Commissioner working toward drilling safety

LISBON – Columbiana County Commissioner Tim Weigle said he has been following through on a campaign pledge made two years ago to help the county better prepare for potential problems resulting from the drilling boom.

“I can’t say that it’s something that has been completely fulfilled on my end, but working through Luke and the EMA we’re heading in that direction,” Weigle said, referring to Luke Newbold, director of the county Emergency Management Agency.

Weigle was a Unity Township trustee when elected county commissioner in 2012, and one of his campaign promises was to ensure local oil and gas development is managed in a manner that protects public health and safety.

“I began talking to Luke about things I thought we should be doing, and he agreed,” Weigle said. Newbold arrived on the job about the same time Weigle took office.

As a result, Newbold began attending various safety training seminars for responding to oil and gas drilling related accidents, fires and spills. The intention is to receive the necessary certification so Newbold can serve as an instructor and conduct the same training sessions for local firefighters, police officers and other public safety personnel.

“He has already gotten a lot of these certifications” and Newbold is scheduled to attend a training session at the end of July hosted by Norfolk Southern Railway, Weigle said. This session is about how to respond to an accident involving rail cars specifically transporting shale oil or gas.

“Each time he will be able to take that back and give that to our safety forces,” Weigle said.

Newbold said they hosted several training events for fire departments and other first responders alone. Chesapeake Exploration has assisted in five response training sessions over the past year.

The EMA has also been compiling a list of contact cell phone numbers from each drilling company operating in the county, as well as companies installing the gathering pipelines.
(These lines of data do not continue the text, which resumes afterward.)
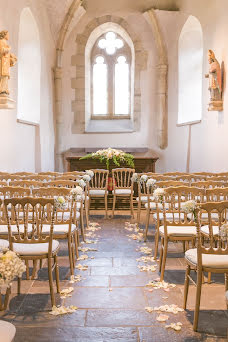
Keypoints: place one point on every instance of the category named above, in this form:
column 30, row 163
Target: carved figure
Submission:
column 7, row 60
column 215, row 83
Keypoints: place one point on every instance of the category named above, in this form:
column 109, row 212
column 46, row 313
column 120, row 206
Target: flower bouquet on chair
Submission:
column 110, row 154
column 11, row 266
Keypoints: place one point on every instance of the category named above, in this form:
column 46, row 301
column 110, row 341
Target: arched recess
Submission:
column 190, row 71
column 29, row 69
column 81, row 82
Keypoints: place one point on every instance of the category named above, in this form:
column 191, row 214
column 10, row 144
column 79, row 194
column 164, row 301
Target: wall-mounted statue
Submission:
column 7, row 60
column 215, row 83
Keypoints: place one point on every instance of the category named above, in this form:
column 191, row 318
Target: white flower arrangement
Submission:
column 60, row 203
column 189, row 207
column 90, row 173
column 224, row 232
column 134, row 178
column 143, row 178
column 151, row 183
column 76, row 193
column 82, row 183
column 87, row 178
column 11, row 266
column 159, row 194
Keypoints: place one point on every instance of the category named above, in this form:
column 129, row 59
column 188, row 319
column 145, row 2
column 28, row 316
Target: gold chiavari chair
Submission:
column 122, row 186
column 34, row 245
column 39, row 178
column 31, row 184
column 66, row 221
column 98, row 187
column 207, row 257
column 209, row 184
column 177, row 226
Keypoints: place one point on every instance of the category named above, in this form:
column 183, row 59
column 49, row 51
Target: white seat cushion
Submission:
column 97, row 192
column 208, row 260
column 59, row 229
column 169, row 216
column 153, row 206
column 4, row 244
column 14, row 230
column 179, row 230
column 144, row 198
column 122, row 192
column 205, row 230
column 7, row 331
column 34, row 248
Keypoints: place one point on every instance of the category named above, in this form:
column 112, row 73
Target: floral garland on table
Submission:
column 117, row 156
column 189, row 207
column 76, row 193
column 159, row 193
column 11, row 266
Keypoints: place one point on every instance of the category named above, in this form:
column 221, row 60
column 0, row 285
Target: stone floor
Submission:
column 112, row 296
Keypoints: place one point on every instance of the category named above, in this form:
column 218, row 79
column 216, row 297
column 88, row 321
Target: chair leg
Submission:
column 164, row 259
column 198, row 295
column 70, row 255
column 82, row 226
column 50, row 277
column 113, row 205
column 57, row 273
column 106, row 205
column 161, row 254
column 27, row 269
column 138, row 212
column 132, row 207
column 76, row 243
column 18, row 285
column 186, row 286
column 147, row 224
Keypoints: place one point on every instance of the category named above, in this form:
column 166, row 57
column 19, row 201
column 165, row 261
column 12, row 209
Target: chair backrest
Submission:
column 50, row 173
column 221, row 247
column 168, row 183
column 42, row 211
column 121, row 178
column 99, row 180
column 209, row 184
column 26, row 183
column 62, row 183
column 39, row 178
column 216, row 194
column 173, row 200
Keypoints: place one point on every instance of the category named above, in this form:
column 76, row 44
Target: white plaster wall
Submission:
column 21, row 147
column 209, row 139
column 135, row 139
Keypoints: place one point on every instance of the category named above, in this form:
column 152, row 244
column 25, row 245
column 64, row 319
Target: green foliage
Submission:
column 125, row 158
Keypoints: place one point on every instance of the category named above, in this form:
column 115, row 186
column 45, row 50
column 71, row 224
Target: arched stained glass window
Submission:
column 111, row 62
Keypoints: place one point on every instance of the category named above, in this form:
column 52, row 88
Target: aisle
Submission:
column 112, row 296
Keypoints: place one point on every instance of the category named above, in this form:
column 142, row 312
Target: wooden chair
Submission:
column 98, row 187
column 207, row 258
column 34, row 245
column 31, row 184
column 209, row 184
column 66, row 221
column 177, row 226
column 152, row 207
column 39, row 178
column 122, row 186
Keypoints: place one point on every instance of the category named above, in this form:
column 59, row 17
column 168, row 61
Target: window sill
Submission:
column 188, row 123
column 30, row 123
column 110, row 126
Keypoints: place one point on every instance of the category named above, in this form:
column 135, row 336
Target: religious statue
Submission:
column 215, row 83
column 7, row 60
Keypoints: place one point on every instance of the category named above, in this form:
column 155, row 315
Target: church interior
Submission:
column 113, row 180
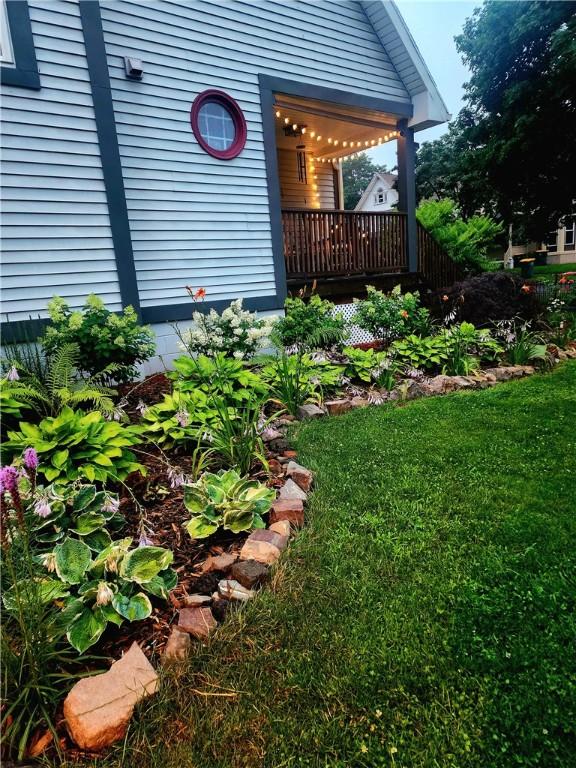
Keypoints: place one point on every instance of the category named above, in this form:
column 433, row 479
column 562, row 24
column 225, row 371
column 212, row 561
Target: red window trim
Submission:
column 237, row 116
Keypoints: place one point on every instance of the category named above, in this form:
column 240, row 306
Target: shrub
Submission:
column 225, row 500
column 390, row 316
column 466, row 242
column 235, row 332
column 104, row 339
column 77, row 445
column 487, row 299
column 310, row 324
column 59, row 387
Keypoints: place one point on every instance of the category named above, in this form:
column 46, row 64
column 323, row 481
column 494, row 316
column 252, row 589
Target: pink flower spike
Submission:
column 42, row 508
column 30, row 458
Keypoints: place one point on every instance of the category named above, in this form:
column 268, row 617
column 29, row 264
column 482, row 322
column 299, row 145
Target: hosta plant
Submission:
column 93, row 590
column 225, row 500
column 360, row 363
column 221, row 376
column 77, row 445
column 178, row 419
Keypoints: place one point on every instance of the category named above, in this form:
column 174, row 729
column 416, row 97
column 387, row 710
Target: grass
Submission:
column 425, row 617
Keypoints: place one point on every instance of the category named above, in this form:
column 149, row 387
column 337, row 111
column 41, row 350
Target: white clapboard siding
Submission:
column 56, row 235
column 195, row 219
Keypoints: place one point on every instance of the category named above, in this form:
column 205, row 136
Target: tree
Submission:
column 357, row 173
column 522, row 109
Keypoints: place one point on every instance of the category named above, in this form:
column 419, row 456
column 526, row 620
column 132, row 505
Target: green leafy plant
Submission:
column 422, row 353
column 60, row 387
column 178, row 419
column 103, row 338
column 235, row 332
column 390, row 316
column 222, row 376
column 466, row 242
column 360, row 363
column 78, row 445
column 225, row 500
column 310, row 324
column 523, row 346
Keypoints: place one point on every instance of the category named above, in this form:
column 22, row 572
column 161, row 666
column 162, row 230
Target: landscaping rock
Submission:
column 290, row 491
column 263, row 546
column 310, row 411
column 192, row 600
column 178, row 646
column 249, row 573
column 291, row 510
column 438, row 385
column 302, row 477
column 230, row 589
column 98, row 709
column 219, row 562
column 271, row 434
column 197, row 620
column 336, row 407
column 282, row 527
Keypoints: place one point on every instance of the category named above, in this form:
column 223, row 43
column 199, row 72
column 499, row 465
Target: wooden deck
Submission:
column 339, row 248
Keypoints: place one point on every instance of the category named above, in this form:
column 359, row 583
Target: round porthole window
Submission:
column 218, row 124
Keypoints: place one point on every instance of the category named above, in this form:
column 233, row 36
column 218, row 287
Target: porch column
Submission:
column 407, row 189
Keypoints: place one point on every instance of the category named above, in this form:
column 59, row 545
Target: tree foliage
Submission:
column 511, row 151
column 357, row 172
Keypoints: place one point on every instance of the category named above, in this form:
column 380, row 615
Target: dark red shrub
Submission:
column 488, row 298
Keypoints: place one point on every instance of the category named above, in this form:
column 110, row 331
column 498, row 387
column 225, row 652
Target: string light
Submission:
column 335, row 142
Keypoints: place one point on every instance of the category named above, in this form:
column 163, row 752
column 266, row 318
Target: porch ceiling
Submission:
column 343, row 130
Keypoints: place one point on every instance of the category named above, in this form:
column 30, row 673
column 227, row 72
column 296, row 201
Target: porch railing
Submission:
column 325, row 243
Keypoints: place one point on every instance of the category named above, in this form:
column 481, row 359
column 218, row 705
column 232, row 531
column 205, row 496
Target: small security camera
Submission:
column 134, row 68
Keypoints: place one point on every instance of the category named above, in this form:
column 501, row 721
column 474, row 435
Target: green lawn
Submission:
column 425, row 617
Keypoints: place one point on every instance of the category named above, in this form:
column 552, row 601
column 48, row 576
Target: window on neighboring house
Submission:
column 6, row 55
column 17, row 55
column 570, row 237
column 552, row 241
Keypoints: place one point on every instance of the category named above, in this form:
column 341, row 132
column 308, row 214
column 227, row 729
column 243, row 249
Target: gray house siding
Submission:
column 56, row 235
column 195, row 219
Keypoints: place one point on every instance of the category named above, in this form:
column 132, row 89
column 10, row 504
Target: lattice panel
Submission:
column 356, row 334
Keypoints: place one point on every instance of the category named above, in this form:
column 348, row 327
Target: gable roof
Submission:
column 387, row 21
column 387, row 179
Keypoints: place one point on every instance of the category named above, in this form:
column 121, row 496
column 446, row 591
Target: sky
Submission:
column 433, row 24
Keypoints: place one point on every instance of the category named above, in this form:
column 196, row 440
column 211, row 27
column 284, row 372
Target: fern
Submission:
column 62, row 386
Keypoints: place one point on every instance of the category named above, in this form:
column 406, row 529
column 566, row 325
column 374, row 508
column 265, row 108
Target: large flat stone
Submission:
column 98, row 709
column 291, row 510
column 249, row 573
column 290, row 490
column 264, row 546
column 197, row 620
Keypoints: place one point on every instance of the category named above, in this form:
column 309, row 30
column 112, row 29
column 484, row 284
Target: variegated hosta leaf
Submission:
column 142, row 564
column 72, row 559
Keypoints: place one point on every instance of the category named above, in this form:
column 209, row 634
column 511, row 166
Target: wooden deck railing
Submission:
column 324, row 243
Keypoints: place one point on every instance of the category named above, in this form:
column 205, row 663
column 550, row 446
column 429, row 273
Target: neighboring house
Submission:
column 560, row 245
column 153, row 145
column 380, row 194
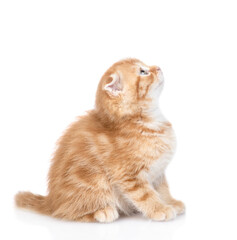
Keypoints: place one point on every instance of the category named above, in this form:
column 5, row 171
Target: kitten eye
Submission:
column 143, row 72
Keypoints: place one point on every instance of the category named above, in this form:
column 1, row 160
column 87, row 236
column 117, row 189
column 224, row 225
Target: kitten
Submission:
column 112, row 161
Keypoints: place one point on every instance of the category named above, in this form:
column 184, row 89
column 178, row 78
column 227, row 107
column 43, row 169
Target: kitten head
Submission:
column 129, row 88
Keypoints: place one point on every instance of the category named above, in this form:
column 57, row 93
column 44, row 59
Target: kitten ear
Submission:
column 114, row 87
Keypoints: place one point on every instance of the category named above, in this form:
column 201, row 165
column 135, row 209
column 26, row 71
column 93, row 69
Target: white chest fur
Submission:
column 158, row 166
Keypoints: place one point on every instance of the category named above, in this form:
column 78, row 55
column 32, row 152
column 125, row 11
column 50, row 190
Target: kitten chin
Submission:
column 112, row 160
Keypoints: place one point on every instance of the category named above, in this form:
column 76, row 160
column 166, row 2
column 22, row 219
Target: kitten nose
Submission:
column 155, row 68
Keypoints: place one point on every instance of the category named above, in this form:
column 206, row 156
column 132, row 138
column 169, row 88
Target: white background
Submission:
column 52, row 55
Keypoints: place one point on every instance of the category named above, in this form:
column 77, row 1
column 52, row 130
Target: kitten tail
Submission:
column 33, row 202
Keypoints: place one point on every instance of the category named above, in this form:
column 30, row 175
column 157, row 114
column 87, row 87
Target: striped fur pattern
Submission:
column 112, row 161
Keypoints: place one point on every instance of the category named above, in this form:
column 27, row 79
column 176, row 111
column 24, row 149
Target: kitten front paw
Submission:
column 178, row 206
column 108, row 214
column 164, row 213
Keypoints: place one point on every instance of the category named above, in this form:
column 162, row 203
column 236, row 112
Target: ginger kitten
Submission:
column 113, row 160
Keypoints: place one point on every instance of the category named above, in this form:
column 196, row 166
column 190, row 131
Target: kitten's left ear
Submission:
column 114, row 87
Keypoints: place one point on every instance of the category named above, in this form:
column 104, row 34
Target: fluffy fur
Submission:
column 112, row 160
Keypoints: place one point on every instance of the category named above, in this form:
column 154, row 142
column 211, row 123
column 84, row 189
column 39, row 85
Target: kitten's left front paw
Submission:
column 178, row 206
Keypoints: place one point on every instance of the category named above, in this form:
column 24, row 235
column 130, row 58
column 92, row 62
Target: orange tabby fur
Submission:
column 113, row 159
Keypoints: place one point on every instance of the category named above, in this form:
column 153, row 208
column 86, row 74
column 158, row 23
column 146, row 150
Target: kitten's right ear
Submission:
column 114, row 87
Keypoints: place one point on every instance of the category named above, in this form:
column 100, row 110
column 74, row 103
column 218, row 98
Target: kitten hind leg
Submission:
column 163, row 189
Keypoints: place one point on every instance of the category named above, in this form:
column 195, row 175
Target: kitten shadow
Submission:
column 134, row 227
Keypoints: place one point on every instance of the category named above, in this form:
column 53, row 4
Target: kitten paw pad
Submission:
column 179, row 207
column 108, row 214
column 164, row 214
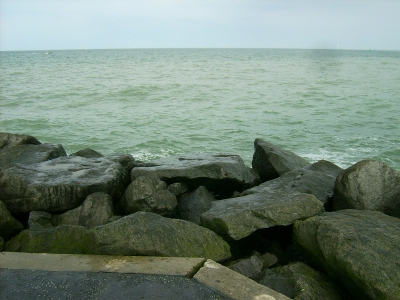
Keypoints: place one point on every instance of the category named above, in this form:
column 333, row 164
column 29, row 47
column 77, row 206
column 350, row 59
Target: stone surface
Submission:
column 9, row 226
column 317, row 179
column 60, row 184
column 148, row 194
column 192, row 206
column 29, row 154
column 369, row 185
column 358, row 248
column 149, row 234
column 271, row 161
column 239, row 217
column 221, row 174
column 97, row 209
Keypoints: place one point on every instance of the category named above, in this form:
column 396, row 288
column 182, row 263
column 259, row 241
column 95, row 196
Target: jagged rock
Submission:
column 148, row 194
column 149, row 234
column 87, row 153
column 96, row 210
column 317, row 179
column 64, row 239
column 193, row 205
column 221, row 174
column 9, row 226
column 29, row 154
column 369, row 185
column 358, row 248
column 8, row 140
column 60, row 184
column 270, row 161
column 309, row 284
column 39, row 220
column 239, row 217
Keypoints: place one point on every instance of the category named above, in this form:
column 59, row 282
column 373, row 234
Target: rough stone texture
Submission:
column 149, row 234
column 221, row 174
column 239, row 217
column 369, row 185
column 8, row 140
column 270, row 161
column 9, row 226
column 87, row 153
column 29, row 154
column 148, row 194
column 359, row 248
column 61, row 239
column 317, row 179
column 60, row 184
column 96, row 210
column 309, row 284
column 39, row 220
column 192, row 206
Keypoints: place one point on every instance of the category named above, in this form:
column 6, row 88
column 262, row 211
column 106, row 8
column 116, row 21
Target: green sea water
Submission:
column 337, row 105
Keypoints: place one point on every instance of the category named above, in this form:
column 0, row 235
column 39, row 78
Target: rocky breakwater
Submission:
column 306, row 230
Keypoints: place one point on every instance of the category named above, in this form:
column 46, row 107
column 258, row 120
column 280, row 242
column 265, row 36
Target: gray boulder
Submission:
column 60, row 184
column 193, row 205
column 369, row 185
column 96, row 210
column 221, row 174
column 271, row 161
column 239, row 217
column 149, row 234
column 9, row 226
column 147, row 194
column 317, row 179
column 358, row 248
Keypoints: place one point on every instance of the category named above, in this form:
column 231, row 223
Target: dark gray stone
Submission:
column 369, row 185
column 271, row 161
column 191, row 207
column 358, row 248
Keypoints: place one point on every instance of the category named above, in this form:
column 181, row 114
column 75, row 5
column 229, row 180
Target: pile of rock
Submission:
column 309, row 231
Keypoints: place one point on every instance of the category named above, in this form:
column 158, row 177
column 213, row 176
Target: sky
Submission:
column 105, row 24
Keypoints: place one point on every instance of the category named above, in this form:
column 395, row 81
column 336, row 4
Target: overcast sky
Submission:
column 79, row 24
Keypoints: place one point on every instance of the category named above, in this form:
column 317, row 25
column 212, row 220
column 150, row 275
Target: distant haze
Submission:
column 101, row 24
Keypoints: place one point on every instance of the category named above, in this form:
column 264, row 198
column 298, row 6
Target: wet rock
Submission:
column 96, row 210
column 358, row 248
column 9, row 226
column 149, row 234
column 369, row 185
column 192, row 206
column 148, row 194
column 60, row 184
column 239, row 217
column 221, row 174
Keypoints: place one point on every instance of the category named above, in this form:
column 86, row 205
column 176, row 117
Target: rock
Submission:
column 149, row 234
column 193, row 205
column 60, row 184
column 358, row 248
column 148, row 194
column 96, row 210
column 61, row 239
column 309, row 284
column 221, row 174
column 9, row 226
column 29, row 154
column 87, row 153
column 317, row 179
column 270, row 161
column 239, row 217
column 369, row 185
column 8, row 140
column 39, row 220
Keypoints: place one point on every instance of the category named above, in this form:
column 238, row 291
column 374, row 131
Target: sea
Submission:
column 338, row 105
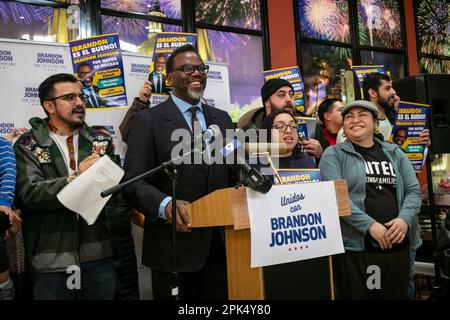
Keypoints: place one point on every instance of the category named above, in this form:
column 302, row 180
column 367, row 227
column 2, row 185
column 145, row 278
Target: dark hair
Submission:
column 160, row 55
column 268, row 125
column 84, row 64
column 47, row 89
column 326, row 106
column 182, row 49
column 373, row 81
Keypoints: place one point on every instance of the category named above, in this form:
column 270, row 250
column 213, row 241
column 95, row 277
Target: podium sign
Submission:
column 294, row 222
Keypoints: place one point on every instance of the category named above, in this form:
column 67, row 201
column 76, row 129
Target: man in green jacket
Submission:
column 68, row 258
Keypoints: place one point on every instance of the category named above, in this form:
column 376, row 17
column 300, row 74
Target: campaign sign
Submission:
column 294, row 222
column 362, row 71
column 299, row 175
column 293, row 75
column 97, row 61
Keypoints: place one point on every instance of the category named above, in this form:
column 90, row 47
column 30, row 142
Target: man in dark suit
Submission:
column 200, row 253
column 157, row 78
column 85, row 74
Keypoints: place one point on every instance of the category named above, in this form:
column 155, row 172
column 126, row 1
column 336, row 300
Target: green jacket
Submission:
column 341, row 161
column 56, row 237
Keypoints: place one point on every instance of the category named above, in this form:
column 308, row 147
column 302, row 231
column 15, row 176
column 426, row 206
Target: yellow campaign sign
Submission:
column 111, row 91
column 415, row 156
column 109, row 73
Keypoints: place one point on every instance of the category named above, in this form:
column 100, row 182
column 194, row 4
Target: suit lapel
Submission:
column 173, row 116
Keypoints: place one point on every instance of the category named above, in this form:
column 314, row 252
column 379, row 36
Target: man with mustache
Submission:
column 277, row 95
column 200, row 253
column 378, row 89
column 53, row 153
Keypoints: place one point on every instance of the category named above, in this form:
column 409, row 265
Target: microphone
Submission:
column 265, row 148
column 252, row 177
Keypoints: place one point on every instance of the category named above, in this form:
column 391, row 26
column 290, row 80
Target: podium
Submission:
column 228, row 208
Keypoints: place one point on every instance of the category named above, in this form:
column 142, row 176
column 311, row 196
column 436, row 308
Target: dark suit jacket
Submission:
column 165, row 89
column 149, row 145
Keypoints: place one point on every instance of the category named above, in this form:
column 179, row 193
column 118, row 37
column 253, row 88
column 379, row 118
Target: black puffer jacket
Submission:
column 119, row 226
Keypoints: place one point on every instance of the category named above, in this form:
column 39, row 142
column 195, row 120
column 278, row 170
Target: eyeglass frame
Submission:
column 83, row 97
column 286, row 126
column 196, row 67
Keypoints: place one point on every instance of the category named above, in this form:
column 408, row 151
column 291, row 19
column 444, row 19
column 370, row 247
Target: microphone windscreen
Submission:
column 261, row 148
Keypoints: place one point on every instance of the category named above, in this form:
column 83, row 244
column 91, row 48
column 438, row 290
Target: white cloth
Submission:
column 82, row 195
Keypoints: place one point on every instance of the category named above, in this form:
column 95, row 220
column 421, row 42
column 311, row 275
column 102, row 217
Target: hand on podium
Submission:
column 183, row 223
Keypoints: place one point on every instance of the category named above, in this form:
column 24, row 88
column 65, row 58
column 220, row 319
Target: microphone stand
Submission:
column 170, row 168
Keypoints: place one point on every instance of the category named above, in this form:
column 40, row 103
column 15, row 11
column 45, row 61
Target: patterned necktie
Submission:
column 159, row 85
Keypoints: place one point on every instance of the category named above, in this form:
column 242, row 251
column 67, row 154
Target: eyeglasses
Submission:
column 190, row 68
column 282, row 127
column 72, row 97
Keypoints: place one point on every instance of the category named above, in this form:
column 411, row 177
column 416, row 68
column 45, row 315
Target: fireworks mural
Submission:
column 323, row 69
column 22, row 14
column 394, row 63
column 324, row 19
column 135, row 31
column 170, row 8
column 243, row 53
column 235, row 13
column 379, row 23
column 24, row 21
column 433, row 23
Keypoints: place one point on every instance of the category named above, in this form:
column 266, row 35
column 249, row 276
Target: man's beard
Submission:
column 287, row 107
column 196, row 95
column 388, row 108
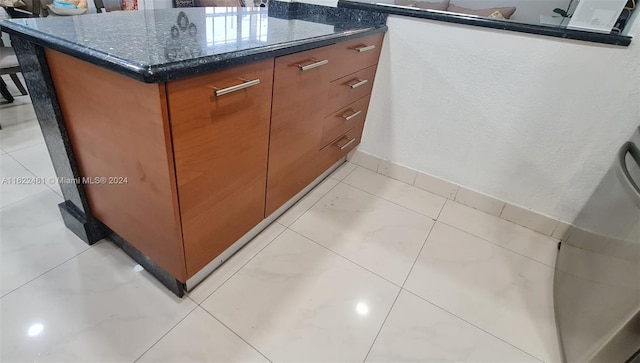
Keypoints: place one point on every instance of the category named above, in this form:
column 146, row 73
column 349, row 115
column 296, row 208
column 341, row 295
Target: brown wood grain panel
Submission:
column 350, row 60
column 299, row 102
column 337, row 124
column 118, row 128
column 340, row 147
column 221, row 148
column 341, row 93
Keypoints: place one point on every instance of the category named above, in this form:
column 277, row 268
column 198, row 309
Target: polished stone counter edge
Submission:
column 612, row 39
column 182, row 69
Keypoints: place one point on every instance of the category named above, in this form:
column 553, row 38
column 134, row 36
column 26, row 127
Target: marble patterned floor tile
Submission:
column 417, row 331
column 10, row 191
column 298, row 302
column 509, row 235
column 303, row 205
column 201, row 338
column 20, row 135
column 374, row 233
column 501, row 292
column 233, row 264
column 94, row 307
column 37, row 160
column 34, row 240
column 397, row 192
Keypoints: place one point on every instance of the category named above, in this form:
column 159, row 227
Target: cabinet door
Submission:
column 220, row 129
column 301, row 84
Weigle said these contact numbers will connect them to people who can get them answers immediately should there be an accident that might jeopardize public health or safety.

One of those contacts is Eric Mize of M3 Midstream, which is one of the partners in the Utica East Ohio Midstream gas collection and processing plant in Kensington. “We can reach him just about any time and don’t have to go to three people” to get an answer, Weigle said.

Getting solid contact names numbers for Chesapeake Exploration, which has the most leased property and drilling permits in the county, has been a bit more difficult since the company underwent a major shakeup in March 2013, Weigle said

A CD of these contacts, which also includes safety information and pipeline routes, has been available to fire departments, and the plan is to get copies to other safety personnel, Weigle said.